Telomeres, the natural ends of linear eukaryotic chromosomes are specialized protein- DNA complexes that play essential roles in cell viability and genome stability. Gene integrity is critical to keep cells from tumorigenesis. Tumor karyotypes display three main types of alterations: loss of material, gene amplification, and chromosome rearrangement. Each of these changes could result from loss of telomere function in tumor cells. The long-term goal of my research is to understand the molecular mechanisms of how the human telomere executes its two main functions: to protect chromosome ends and mediate their replication. An improved understanding of the structure of human telomeres and how telomere protection and regulation differs between normal cells and cancer cells is critical for preventing, diagnosing, and treating cancer. During the last decade, much information has been accumulated about the protein components of human telomeres. A six-protein complex, called shelterin, is thought to protect the telomeres of human chromosomes. TRF1 and TRF2 directly bind double-stranded telomeric DNA, POT1 directly binds the single-stranded 3'-extension at the chromosome end, and these are bridged through protein-protein interactions involving TIN2 and TPP1. The sixth protein, RAP1, binds mostly to TRF2. The shelterin complex associates with telomeric DNA and forms a key protective structure that is essential for telomere integrity and length regulation. Alterations in this structure correlate with the onset of cellular senescence in normal cells and tumor aggressiveness in cancerous cells. However, the molecular architecture and the regulation of the shelterin complex are still poorly understood.

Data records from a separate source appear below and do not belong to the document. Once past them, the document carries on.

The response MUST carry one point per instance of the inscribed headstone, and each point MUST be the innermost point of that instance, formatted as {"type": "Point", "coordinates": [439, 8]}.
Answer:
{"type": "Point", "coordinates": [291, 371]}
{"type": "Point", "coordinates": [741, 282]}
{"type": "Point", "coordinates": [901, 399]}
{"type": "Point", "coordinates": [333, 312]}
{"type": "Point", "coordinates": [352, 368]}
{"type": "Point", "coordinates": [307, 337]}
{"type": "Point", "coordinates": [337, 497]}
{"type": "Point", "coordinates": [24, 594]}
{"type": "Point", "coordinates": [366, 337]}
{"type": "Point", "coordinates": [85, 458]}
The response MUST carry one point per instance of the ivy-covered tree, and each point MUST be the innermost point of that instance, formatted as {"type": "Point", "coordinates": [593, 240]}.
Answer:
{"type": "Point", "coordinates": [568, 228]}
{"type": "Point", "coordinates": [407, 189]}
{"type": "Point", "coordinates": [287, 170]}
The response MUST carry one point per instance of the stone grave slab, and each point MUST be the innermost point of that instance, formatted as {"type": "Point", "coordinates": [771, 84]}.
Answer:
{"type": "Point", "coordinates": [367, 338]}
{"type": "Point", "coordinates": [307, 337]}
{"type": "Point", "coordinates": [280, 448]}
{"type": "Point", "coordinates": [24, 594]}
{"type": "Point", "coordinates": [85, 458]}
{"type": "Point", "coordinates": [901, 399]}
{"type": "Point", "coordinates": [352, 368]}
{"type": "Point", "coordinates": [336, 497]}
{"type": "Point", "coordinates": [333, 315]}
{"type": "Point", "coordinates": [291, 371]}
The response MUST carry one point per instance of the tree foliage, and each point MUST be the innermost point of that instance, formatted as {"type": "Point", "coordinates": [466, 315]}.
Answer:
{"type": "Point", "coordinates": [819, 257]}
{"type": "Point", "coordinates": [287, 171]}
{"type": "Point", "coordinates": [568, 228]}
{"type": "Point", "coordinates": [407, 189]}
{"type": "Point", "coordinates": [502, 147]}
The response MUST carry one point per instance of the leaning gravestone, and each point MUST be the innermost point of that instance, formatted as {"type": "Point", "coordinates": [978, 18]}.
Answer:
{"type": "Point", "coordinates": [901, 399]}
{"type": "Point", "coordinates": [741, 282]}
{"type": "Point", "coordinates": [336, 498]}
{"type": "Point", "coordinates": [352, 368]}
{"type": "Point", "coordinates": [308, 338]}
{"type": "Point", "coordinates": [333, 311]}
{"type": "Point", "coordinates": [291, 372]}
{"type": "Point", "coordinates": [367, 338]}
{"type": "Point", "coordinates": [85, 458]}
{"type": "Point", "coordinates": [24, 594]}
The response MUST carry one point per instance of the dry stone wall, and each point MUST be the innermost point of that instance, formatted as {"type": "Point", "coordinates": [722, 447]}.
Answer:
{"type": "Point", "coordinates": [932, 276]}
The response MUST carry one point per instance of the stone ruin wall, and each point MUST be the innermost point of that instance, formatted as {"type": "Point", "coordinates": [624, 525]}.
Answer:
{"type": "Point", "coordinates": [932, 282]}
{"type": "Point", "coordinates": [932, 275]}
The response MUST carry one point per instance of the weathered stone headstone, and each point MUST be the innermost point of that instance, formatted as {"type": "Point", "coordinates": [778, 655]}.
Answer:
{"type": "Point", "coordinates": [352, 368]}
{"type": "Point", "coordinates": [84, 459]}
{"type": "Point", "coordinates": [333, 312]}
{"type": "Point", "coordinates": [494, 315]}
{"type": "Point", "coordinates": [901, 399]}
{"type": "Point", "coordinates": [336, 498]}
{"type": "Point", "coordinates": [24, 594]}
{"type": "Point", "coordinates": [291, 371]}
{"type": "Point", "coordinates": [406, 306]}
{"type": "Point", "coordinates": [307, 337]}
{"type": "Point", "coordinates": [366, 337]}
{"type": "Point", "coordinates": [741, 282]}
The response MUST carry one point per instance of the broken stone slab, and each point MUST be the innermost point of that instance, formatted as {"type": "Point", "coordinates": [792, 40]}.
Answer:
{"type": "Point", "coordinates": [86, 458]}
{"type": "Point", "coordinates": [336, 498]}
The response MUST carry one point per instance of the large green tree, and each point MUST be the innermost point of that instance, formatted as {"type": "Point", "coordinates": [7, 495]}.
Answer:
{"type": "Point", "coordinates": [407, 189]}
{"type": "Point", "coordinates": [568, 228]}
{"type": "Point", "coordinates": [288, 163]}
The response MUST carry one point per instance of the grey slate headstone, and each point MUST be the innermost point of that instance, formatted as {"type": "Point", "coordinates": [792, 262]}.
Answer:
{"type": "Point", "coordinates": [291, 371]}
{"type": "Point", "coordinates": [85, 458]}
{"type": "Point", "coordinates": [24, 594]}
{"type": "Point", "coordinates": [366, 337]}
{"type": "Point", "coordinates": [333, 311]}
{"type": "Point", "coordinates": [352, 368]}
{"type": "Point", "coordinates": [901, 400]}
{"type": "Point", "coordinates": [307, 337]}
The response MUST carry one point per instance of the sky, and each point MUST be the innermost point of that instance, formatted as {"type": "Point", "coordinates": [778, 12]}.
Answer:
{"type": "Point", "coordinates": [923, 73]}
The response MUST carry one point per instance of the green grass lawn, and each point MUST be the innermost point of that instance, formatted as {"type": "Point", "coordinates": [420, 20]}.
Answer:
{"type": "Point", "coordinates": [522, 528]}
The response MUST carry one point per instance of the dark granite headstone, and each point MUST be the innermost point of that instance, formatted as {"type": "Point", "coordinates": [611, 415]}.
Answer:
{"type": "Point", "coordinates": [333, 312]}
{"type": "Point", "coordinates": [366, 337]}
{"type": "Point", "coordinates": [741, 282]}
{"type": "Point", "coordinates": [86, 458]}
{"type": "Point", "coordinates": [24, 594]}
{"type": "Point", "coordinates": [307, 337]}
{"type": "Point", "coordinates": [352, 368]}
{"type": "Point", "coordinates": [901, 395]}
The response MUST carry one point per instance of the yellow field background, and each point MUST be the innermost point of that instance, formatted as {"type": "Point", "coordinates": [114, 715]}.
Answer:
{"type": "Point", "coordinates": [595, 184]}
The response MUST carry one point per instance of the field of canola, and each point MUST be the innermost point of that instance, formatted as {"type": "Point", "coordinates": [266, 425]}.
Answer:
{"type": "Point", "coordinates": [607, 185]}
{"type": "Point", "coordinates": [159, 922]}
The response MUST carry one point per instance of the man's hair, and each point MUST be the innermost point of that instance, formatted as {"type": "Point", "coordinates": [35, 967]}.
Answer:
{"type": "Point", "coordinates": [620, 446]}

The objective of the proposed research is to determine the three-dimensional structure of the shelterin complex and to elucidate the mechanisms by which it organizes, protects and regulates human telomeres.
In Specific Aim 1, we will determine the shelterin structure at the single-stranded region of the telomeres and elucidate how the POT1-TPP1 complex protects human chromosome overhangs preventing unwanted events which could be catastrophic for the genome.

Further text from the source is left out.